Prices and rents of industrial space here continued to fall in tandem in the third quarter of the year, JTC’s latest statistics released on Thursday (27 October) revealed.
Overall industrial property prices and rents fell by 1.7 percent and 2.0 percent, respectively, compared to the previous quarter. The indices also fell 7.8 percent and 7.3 percent, respectively, year-on-year.
The declines marked the sixth consecutive quarter of prices and rental revisions on both quarterly and yearly basis.
One analyst attributes the market’s sluggish performance to the slowdown in the investment demand on the back of cooling measures and high vacancy rates among completed strata-titled industrial property.
“The industrialists are taking a wait-and-see attitude after taking into consideration the prolonged slow economic growth at least until the end of 2017 going by the official GDP estimates, coupled with the uncertainties surrounding the global and regional economic recovery,” said Christine Li, director of Research at Cushman & Wakefield.
Occupancy rate also fell 0.3 percentage points from the previous quarter to 89.1 percent and dropped by 1.7 percentage points from that recorded in the same period last year.

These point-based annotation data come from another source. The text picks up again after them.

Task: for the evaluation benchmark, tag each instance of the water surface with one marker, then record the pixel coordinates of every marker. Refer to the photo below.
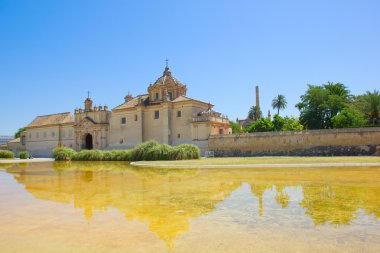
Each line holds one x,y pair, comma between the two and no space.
113,207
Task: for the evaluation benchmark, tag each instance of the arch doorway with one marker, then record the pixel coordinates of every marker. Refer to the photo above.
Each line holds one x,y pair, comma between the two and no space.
89,141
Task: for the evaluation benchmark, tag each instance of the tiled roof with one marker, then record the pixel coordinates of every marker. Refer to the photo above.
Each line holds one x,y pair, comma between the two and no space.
132,103
15,140
52,119
184,98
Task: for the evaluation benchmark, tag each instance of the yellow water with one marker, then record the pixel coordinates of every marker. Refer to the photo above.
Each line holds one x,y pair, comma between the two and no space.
113,207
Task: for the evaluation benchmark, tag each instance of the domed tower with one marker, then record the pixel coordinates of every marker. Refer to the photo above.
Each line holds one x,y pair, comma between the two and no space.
88,104
166,88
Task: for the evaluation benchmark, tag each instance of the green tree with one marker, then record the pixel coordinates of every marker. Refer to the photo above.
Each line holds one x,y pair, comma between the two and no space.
292,124
254,112
261,125
372,106
279,103
349,117
320,103
19,131
286,123
278,122
236,128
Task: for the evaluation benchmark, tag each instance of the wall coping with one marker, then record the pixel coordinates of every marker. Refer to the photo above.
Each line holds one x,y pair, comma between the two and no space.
303,132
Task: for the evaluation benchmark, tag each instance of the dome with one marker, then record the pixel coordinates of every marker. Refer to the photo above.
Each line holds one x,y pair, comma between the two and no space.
166,88
167,78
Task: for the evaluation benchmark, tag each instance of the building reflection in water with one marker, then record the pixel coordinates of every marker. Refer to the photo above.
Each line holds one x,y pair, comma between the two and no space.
168,198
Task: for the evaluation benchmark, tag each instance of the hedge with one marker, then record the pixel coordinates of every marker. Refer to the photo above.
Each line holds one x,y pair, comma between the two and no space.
148,151
6,154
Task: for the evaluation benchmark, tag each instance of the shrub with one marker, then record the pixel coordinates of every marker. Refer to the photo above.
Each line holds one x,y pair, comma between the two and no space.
191,151
63,153
159,152
88,155
6,154
23,155
150,150
116,155
138,153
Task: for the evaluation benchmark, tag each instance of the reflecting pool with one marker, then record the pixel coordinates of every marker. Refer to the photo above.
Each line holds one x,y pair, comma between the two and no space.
113,207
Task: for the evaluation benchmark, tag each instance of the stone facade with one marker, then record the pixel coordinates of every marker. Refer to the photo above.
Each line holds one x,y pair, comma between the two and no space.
353,141
165,114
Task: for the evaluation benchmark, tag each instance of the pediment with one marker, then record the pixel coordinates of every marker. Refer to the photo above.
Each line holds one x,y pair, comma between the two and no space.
86,122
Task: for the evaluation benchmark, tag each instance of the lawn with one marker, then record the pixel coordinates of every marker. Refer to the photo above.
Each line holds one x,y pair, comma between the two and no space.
269,160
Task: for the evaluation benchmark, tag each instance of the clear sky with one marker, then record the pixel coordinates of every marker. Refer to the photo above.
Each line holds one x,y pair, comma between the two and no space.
53,52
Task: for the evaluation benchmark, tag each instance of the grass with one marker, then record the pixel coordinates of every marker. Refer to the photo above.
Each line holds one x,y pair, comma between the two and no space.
270,160
147,151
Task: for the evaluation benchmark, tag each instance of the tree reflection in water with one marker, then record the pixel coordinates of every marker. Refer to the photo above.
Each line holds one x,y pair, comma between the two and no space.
168,198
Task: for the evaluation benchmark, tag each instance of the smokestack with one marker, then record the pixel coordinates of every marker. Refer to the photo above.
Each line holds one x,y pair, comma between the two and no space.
257,97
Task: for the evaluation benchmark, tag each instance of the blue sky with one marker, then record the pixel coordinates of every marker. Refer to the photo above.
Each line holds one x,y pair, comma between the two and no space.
53,52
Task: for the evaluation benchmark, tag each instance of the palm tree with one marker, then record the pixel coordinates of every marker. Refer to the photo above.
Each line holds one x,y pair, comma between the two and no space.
254,113
372,106
279,103
337,89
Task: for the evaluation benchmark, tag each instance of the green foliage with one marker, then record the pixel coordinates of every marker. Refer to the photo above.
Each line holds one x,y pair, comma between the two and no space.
349,117
254,112
24,155
279,103
19,131
63,153
278,122
138,153
292,124
88,155
191,151
321,103
236,128
372,106
117,155
261,125
150,151
6,154
159,152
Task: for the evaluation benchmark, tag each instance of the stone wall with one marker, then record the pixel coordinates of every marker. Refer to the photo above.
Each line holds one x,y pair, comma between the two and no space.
355,141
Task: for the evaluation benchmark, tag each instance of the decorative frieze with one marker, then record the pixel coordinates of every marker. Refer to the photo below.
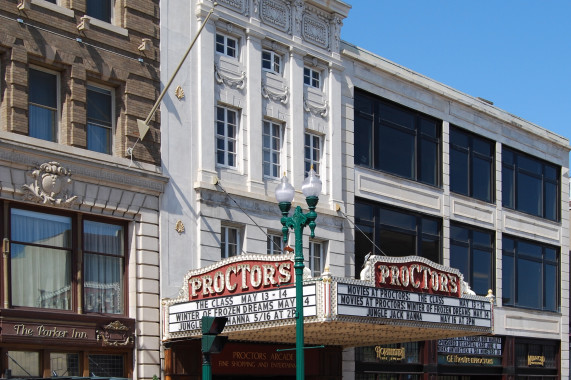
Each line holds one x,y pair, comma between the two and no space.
276,13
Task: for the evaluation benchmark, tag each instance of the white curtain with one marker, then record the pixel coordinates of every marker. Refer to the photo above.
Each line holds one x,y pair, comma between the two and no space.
103,267
40,260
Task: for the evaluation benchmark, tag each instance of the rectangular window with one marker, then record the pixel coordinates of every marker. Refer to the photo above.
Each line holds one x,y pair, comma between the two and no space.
44,258
271,62
99,9
99,119
230,242
43,105
226,136
316,258
530,185
312,153
471,165
396,232
275,244
472,252
311,77
272,143
397,140
103,248
530,275
227,45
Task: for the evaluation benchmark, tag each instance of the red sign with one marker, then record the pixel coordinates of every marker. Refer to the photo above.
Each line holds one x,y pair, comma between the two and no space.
418,277
240,277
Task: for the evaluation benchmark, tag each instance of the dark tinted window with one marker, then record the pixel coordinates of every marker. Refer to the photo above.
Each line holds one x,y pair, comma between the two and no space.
530,185
396,139
471,165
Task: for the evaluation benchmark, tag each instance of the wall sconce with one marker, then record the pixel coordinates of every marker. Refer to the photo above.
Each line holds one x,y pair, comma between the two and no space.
84,24
145,44
24,5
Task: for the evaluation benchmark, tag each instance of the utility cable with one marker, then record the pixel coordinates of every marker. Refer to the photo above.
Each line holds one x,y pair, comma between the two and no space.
361,231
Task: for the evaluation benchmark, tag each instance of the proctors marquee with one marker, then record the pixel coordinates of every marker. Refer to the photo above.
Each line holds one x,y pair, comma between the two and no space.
397,299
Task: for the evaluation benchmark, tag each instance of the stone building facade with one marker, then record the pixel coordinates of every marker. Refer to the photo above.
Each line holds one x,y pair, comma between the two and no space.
409,167
79,192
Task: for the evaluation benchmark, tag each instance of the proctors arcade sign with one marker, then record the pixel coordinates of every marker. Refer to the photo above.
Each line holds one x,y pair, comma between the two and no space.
396,299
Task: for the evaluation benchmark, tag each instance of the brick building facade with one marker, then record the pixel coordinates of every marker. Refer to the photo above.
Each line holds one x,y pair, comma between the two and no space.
79,191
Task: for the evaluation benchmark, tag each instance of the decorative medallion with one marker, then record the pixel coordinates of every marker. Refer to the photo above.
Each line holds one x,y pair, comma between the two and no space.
179,227
277,14
269,93
51,181
221,77
114,334
315,109
179,92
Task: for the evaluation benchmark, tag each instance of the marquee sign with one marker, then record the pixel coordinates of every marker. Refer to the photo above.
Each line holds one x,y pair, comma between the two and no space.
257,294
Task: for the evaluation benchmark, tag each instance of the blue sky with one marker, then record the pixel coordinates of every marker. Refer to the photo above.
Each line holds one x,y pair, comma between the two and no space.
516,53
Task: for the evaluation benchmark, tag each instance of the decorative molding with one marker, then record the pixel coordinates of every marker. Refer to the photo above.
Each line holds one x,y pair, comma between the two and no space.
51,181
276,13
268,93
240,6
315,109
238,83
315,31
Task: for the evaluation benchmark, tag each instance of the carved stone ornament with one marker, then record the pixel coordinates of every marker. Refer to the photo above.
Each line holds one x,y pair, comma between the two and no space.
51,181
179,227
277,14
268,93
315,31
221,77
179,92
114,334
316,109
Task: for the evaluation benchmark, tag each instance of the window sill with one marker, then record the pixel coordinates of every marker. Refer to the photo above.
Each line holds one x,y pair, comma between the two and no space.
107,26
53,7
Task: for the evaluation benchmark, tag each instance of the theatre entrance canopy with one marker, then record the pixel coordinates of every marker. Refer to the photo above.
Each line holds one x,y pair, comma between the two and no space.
397,299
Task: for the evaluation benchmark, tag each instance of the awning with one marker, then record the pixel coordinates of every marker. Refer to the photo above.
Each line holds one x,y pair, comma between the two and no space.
399,299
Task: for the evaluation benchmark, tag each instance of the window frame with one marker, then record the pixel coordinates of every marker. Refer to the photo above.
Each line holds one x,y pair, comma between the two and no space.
310,151
111,127
272,61
313,258
226,138
270,150
373,125
56,111
516,256
76,249
312,77
472,245
516,195
225,244
226,48
379,227
472,155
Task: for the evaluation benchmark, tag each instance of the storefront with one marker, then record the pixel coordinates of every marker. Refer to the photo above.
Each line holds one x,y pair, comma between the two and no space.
51,344
400,301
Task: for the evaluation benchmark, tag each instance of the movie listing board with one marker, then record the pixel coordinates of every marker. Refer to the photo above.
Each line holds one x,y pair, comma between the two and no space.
255,307
366,301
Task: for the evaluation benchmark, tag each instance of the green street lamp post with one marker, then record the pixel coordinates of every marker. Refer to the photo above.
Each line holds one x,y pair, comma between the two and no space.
285,192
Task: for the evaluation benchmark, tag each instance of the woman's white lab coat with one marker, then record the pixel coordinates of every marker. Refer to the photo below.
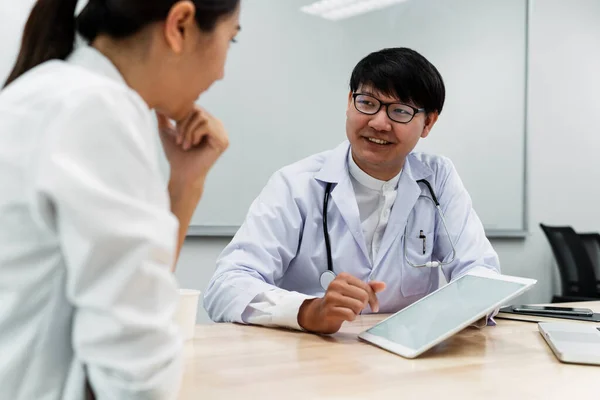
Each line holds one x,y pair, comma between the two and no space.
281,242
86,239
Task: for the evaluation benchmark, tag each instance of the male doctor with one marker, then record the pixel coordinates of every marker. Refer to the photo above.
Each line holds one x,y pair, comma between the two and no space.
387,241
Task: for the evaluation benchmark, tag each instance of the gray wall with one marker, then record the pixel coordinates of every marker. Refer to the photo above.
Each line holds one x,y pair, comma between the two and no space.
564,143
564,140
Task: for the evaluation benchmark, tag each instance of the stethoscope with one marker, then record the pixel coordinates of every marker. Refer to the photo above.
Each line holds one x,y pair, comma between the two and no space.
328,276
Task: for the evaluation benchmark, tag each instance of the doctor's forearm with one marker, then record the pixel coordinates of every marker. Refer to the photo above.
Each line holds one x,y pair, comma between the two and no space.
184,199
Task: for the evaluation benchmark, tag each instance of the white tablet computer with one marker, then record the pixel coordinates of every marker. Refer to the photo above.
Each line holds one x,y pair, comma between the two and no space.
445,312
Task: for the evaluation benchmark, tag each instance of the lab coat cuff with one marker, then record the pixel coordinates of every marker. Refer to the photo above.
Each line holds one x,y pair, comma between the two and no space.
286,313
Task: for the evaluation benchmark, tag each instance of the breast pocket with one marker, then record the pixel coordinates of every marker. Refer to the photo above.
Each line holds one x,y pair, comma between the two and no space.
417,280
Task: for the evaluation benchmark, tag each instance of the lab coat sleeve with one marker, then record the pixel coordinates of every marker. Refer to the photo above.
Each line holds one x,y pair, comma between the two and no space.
100,176
258,256
276,308
473,249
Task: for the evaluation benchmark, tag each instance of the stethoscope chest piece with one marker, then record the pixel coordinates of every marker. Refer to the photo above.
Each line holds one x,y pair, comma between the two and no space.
326,278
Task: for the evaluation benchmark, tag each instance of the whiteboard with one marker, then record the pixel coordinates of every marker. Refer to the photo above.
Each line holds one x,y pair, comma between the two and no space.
286,86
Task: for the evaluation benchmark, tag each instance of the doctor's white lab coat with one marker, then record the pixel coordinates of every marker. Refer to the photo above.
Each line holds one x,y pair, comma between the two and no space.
87,239
281,243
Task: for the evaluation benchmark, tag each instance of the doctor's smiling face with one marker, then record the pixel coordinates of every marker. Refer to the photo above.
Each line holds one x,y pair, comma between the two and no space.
395,99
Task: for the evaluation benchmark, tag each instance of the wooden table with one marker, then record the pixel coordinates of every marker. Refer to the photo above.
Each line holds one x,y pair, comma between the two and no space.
510,361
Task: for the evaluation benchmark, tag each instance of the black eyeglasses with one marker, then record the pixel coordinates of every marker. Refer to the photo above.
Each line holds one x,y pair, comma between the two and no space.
397,112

According to JTC, about 3.0 million sq m of industrial space — including around 720,000 sq m of multiple-user factory space — is estimated to come on-stream from now till end of 2017, higher than the average annual supply and demand of around 1.9 sq m and 1.2 million sq m respectively in the past three years. The state landlord expects the upcoming supply to “exert further downward pressure on occupancy rates, prices and rentals, translating to reduced business costs for industrialists.”